2.5 Betrouwbaarheid en validiteit

Om de betrouwbaarheid en validiteit van dit onderzoek te waarborgen is voorafgaand aan het onderzoek aandacht geschonken aan subject error, subject bias, research error, face validiteit en content validiteit (Gratton, et al., 2011)

2.5.1 Betrouwbaarheid

Om de betrouwbaarheid van de vragen te waarborgen zijn de vragen, voorafgaand aan de meting, aan een aantal personen voorgelegd. Hierbij is de vraag gesteld om de vraag te lezen en vervolgens uit te leggen wat deze vraag precies betekende. Dit is gedaan om verschil in interpretatie van de vragen te voorkomen. Uit deze betrouwbaarheidstest is gebleken dat de vragen daadwerkelijk het antwoord geven op de vraag, zoals deze bedoeld is.

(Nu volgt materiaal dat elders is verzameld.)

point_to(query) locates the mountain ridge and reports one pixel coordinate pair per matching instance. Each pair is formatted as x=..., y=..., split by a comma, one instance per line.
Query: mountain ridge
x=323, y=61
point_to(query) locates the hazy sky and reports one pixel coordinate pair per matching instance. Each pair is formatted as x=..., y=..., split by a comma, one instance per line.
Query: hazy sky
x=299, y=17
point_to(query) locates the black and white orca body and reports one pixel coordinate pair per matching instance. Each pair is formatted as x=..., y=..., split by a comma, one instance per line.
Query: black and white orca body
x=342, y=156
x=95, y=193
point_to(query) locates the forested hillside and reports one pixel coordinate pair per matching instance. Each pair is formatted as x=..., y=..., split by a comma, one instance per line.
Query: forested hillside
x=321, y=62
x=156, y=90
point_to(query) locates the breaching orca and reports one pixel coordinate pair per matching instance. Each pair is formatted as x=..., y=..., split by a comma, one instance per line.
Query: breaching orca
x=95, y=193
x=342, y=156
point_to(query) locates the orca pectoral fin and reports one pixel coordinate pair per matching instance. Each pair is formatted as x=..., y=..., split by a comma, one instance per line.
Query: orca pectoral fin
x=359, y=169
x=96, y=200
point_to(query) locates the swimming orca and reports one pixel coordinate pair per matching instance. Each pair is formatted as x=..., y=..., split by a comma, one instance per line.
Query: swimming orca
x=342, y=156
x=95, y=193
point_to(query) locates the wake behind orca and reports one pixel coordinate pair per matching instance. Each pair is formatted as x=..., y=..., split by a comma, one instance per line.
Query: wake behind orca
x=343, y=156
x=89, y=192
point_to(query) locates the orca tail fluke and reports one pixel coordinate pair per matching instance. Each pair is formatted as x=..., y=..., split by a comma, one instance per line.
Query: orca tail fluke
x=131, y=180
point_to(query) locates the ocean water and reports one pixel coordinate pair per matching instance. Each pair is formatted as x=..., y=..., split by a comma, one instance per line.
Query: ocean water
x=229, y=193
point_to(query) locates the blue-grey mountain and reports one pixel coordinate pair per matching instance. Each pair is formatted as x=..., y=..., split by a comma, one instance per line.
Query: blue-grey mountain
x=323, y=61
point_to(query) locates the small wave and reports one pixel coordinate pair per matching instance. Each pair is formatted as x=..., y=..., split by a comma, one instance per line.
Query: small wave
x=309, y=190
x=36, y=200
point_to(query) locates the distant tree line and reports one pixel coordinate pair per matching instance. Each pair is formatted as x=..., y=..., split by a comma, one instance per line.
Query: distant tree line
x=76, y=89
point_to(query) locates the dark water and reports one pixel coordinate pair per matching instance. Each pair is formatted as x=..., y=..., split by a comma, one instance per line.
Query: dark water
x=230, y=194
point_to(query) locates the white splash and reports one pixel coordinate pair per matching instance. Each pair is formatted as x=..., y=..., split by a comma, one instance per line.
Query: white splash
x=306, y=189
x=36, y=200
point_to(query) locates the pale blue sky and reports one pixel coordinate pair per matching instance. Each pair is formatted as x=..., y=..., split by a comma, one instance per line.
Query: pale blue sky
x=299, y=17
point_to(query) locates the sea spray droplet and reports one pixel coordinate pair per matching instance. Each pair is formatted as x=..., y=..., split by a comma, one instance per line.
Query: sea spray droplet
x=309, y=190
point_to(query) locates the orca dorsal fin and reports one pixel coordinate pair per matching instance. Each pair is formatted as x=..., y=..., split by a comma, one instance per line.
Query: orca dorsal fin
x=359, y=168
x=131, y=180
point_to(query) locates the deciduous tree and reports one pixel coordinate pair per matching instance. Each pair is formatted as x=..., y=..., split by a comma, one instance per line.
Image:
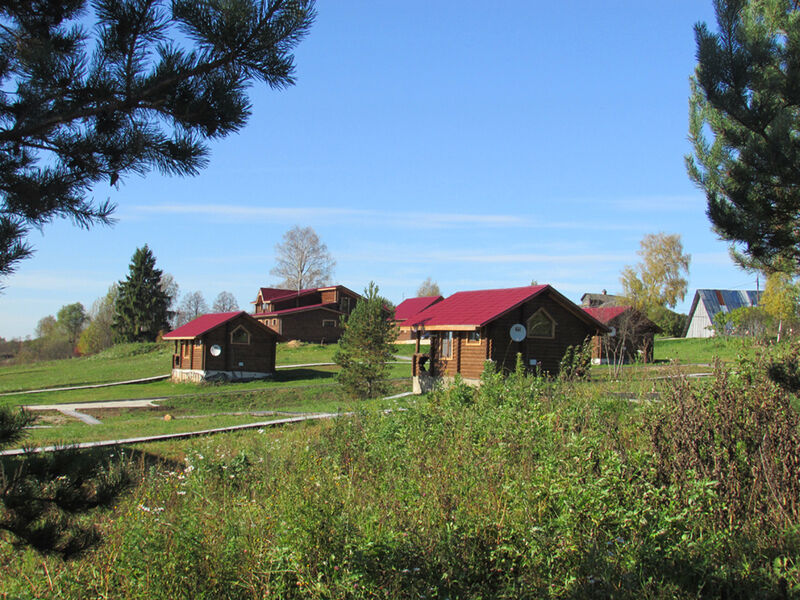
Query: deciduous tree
x=302, y=260
x=659, y=280
x=743, y=127
x=96, y=91
x=781, y=299
x=141, y=307
x=192, y=306
x=225, y=302
x=71, y=319
x=99, y=333
x=365, y=347
x=428, y=288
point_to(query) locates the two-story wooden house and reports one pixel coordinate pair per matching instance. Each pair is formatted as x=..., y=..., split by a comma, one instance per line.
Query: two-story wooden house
x=312, y=315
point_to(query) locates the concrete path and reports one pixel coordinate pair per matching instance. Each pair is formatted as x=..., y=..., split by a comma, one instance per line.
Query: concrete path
x=176, y=436
x=71, y=410
x=144, y=403
x=88, y=387
x=88, y=419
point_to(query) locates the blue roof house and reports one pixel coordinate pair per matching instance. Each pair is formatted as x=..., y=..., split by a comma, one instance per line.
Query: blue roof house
x=708, y=303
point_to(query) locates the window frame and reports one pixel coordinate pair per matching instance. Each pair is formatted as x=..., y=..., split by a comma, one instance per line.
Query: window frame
x=472, y=342
x=247, y=333
x=446, y=336
x=549, y=317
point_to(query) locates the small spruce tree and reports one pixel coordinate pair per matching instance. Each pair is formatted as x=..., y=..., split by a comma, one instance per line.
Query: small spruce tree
x=141, y=307
x=42, y=496
x=365, y=347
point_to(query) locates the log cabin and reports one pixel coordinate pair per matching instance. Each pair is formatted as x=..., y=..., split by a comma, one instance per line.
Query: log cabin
x=408, y=308
x=230, y=346
x=468, y=329
x=312, y=315
x=631, y=335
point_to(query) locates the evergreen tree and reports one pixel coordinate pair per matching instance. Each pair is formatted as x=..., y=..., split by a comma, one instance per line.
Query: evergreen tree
x=43, y=495
x=743, y=125
x=94, y=91
x=365, y=347
x=142, y=305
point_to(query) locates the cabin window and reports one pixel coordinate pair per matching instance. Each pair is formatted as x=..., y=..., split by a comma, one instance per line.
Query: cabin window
x=240, y=335
x=541, y=325
x=447, y=344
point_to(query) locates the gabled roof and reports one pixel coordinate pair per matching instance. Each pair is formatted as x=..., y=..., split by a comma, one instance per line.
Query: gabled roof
x=411, y=306
x=331, y=306
x=201, y=325
x=471, y=310
x=606, y=299
x=272, y=293
x=604, y=314
x=716, y=301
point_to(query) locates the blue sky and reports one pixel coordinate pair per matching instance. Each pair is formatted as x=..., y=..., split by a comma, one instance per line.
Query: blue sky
x=483, y=145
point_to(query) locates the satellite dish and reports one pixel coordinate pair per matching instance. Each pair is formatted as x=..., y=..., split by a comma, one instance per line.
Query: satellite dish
x=518, y=332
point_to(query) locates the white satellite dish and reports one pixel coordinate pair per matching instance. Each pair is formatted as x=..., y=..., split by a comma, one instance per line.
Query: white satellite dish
x=518, y=332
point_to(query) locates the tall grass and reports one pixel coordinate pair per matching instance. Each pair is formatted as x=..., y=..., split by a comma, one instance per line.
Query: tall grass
x=524, y=488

Bij subject error wordt rekening gehouden met de momenten waarop de deelnemers de vragenlijsten invullen (Gratton, et al., 2011). Doordat er van de studenten gevraagd is alle lessen van het vak in gedachte te houden, is de vragenlijst direct na het einde van de desbetreffende les aangeboden. Er is rekening gehouden met het moment waarop de afname gehouden wordt, namelijk aan het einde van de laatste les. Helaas kon niet ondervangen worden dat de afname op verschillende tijdstippen van de dag gebeurde en ook op verschillende dagen in de week.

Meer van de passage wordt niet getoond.